NELER ANLATIYOR Neresinin içerisi neresinin dışarısı olduğunu düşündüren olaylar ve duygulanımlar zinciri ile hapishaneden kaçan bir kaç tutsağın başlarından geçenler, “Her öykünün (her yaşamın) birbirinin içinde olduğu duygusu (gerçekliği) diri tutularak yaşananlar, ne içimizde ne dışımızda?, duygular sadece hissedilir mi?, yoksa yaşananlar duygular mı?” sorunsalı. Bekir’in, İrfan’ın, Çetin’in, Cemil’in, Hasret’in, Dinç’in, Arzu’nun, Yusuf’un ve diğerlerinin penceresinden veriliyor.
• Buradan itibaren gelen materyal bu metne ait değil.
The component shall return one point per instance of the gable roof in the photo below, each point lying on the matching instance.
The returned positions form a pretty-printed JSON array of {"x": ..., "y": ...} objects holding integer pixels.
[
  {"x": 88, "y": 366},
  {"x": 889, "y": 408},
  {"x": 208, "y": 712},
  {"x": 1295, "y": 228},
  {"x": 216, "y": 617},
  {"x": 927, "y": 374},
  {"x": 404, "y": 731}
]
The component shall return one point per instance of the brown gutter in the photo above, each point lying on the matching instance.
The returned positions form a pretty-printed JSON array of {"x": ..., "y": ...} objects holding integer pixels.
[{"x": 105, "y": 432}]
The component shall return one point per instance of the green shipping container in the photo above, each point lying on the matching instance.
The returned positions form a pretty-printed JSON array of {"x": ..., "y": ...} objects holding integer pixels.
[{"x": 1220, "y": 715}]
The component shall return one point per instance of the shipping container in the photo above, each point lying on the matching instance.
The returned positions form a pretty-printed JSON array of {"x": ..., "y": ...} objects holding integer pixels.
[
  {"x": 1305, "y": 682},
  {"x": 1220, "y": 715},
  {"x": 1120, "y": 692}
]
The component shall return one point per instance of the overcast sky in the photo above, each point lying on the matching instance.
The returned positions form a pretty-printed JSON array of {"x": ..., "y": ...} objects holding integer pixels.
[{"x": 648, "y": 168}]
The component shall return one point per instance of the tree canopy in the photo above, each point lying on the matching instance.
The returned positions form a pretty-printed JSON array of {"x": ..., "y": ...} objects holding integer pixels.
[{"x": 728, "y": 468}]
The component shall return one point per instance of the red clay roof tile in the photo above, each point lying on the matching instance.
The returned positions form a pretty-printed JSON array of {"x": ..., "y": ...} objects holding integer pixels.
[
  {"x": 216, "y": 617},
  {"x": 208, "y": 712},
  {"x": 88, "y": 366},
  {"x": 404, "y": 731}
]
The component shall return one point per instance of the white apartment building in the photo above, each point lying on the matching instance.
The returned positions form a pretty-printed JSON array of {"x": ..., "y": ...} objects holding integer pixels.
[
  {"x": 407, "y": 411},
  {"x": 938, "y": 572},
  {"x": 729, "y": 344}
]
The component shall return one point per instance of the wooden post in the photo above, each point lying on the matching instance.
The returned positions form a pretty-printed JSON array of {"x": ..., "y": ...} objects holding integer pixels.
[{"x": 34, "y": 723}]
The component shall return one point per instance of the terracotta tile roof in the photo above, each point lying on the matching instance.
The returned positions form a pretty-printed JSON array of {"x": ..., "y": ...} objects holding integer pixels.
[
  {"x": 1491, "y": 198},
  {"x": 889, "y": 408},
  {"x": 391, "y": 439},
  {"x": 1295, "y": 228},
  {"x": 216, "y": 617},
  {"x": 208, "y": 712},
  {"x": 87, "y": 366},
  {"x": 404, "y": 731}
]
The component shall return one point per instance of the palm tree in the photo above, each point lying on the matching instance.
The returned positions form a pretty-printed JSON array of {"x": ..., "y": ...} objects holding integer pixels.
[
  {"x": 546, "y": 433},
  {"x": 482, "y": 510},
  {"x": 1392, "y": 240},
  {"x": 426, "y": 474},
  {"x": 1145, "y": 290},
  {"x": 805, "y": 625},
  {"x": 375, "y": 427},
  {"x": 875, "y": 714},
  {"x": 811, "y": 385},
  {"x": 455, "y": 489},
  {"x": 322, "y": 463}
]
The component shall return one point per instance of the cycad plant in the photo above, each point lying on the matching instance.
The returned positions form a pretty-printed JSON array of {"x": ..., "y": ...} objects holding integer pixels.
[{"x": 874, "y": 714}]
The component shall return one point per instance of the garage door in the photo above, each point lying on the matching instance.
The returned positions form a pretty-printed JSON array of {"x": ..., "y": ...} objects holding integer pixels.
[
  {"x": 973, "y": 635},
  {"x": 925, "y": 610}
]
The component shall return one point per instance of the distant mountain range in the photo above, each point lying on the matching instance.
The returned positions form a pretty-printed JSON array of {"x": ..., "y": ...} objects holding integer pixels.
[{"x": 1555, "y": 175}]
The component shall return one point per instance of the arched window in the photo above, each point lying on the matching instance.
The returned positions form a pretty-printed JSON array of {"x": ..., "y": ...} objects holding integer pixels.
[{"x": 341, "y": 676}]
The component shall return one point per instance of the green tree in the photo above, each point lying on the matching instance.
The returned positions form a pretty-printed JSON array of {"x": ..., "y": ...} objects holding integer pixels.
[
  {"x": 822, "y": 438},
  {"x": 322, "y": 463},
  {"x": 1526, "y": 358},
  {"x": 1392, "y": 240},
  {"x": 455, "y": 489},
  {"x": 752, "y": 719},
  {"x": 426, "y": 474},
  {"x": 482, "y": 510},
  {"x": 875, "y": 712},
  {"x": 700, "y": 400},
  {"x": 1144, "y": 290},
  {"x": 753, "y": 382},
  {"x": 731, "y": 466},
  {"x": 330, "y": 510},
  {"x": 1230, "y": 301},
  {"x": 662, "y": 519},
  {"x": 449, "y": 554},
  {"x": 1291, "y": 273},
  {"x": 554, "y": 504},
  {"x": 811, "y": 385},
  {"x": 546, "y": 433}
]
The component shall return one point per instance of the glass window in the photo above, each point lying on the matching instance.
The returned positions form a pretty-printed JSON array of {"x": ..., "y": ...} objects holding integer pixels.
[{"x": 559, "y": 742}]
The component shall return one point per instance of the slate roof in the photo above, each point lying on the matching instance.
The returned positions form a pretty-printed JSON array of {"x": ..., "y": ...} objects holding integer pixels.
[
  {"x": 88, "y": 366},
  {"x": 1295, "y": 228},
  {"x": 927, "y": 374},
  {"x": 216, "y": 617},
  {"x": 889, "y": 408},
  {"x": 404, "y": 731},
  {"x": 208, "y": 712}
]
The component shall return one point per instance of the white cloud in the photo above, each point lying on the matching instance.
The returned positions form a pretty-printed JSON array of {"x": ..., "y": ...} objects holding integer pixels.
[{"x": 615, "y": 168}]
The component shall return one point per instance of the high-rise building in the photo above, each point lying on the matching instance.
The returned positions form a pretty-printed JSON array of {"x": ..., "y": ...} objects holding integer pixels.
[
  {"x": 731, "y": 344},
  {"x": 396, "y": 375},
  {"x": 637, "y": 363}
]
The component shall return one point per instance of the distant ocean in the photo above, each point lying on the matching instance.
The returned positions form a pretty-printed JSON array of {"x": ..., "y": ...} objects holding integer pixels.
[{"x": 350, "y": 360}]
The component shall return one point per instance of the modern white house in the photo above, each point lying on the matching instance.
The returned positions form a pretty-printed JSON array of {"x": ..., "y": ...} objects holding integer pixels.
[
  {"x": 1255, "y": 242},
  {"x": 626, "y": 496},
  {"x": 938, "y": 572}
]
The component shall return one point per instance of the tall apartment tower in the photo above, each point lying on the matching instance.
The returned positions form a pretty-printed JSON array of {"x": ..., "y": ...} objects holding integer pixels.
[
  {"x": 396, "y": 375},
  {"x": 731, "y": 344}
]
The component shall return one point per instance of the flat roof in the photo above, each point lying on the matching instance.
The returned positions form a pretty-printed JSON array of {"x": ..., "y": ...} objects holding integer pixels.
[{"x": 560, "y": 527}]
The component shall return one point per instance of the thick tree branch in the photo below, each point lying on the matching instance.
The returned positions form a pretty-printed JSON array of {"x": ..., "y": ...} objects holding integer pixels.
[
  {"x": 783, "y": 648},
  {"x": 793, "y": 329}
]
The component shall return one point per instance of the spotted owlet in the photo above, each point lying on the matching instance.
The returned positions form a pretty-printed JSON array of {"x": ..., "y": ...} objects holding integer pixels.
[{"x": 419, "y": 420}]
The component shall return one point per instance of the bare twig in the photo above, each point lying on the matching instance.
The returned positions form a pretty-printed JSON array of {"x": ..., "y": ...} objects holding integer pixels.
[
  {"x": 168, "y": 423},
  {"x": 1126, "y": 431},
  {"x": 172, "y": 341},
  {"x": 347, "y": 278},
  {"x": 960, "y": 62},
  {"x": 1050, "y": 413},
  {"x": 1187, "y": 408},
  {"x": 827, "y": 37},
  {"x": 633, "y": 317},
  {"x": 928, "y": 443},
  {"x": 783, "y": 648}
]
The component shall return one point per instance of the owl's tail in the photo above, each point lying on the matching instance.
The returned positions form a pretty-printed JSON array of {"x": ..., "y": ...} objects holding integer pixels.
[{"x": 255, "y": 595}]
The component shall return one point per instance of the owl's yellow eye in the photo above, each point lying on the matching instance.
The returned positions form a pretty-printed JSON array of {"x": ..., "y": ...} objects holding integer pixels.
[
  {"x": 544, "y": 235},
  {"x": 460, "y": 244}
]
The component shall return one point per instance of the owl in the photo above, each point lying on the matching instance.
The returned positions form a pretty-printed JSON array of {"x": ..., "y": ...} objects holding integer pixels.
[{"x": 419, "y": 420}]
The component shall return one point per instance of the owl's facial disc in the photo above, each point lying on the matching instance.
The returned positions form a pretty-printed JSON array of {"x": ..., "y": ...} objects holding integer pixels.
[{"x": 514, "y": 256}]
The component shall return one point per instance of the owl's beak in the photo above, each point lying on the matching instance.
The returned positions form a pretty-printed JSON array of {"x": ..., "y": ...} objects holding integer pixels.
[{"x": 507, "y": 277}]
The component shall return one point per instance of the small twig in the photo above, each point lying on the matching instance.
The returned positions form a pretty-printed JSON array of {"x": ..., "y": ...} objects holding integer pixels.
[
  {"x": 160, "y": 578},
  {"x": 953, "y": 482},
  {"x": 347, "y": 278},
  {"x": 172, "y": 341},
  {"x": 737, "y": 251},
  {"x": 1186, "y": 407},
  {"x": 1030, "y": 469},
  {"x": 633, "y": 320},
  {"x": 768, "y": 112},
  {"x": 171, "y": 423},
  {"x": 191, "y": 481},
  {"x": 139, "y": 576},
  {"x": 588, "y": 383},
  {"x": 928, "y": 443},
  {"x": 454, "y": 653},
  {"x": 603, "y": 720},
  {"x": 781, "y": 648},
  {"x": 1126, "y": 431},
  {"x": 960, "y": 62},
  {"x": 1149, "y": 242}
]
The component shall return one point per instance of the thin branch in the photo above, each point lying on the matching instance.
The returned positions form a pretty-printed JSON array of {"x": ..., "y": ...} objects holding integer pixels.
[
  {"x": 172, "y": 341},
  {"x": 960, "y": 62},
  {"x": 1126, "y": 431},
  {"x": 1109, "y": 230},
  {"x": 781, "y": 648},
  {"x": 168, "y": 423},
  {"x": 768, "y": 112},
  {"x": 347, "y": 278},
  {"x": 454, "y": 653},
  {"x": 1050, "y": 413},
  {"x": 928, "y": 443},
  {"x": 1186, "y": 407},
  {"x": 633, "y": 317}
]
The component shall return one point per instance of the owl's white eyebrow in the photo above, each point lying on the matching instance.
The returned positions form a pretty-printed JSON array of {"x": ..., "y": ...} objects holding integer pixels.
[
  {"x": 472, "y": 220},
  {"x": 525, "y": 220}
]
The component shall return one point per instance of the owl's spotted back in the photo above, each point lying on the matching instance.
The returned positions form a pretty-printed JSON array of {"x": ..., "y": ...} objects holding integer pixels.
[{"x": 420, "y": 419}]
Aman aman sakın A. Ağaoğlu’nun iç hesaplaşmalı, Pınar Kür’ün polisiyeliği, Murathan’ın melodram anlatımıyla konuşan, hesaplaşan kahramanları gelmesin aklınıza. Sadeliğe olabildiğince özen gösterilen öykülemede, kimi zaman yazarın da coşup söyleyeceğini söylemesi bir anlamda kitabın genel anlatımına ters düşse de (bir ilk kitap olarak) oldukça sağlam bir teknik göze çarpıyor. Düpedüz yaşananlar, olaylar düşünmenize, onları duyumsamanıza neden oluyor. Sadece kahramanların dilinden anlatılan öyküler, yazının dili, üslubu nedir çok ipucu yok. Yine de bu üslupsuzluk etkileyici. Kimi zaman bazı söyleyişler, düşünceler, temellendirmeler, geliyor, pirim Munga’na dayanıyor. Ee.. Her ağaç bir kaynaktan su alacak. Olacak o kadar. Buğdaycı, gazeteci (Bekir) kimliği ile yaptığı işten pek hoşnut olmayan birisi olarak sesleniyor zaman zaman, bu yaşamın ne kadar katlanılmaz ve acımasız olduğunu (hepimiz için)dile getiriyor. Öykülerin hemen hepsi kendi içlerinden geldiği gibi yaşayamayan ama yine de duygularını yaşadığı düzlemde dile getiren, eyleme geçiren kahramanlar ile “yaşadığımız zaman ve mekan ne olursa olsun, yine de sevginizi, düşlerinizi, cinselliğinizi, nefretinizi yaşayın” demekte.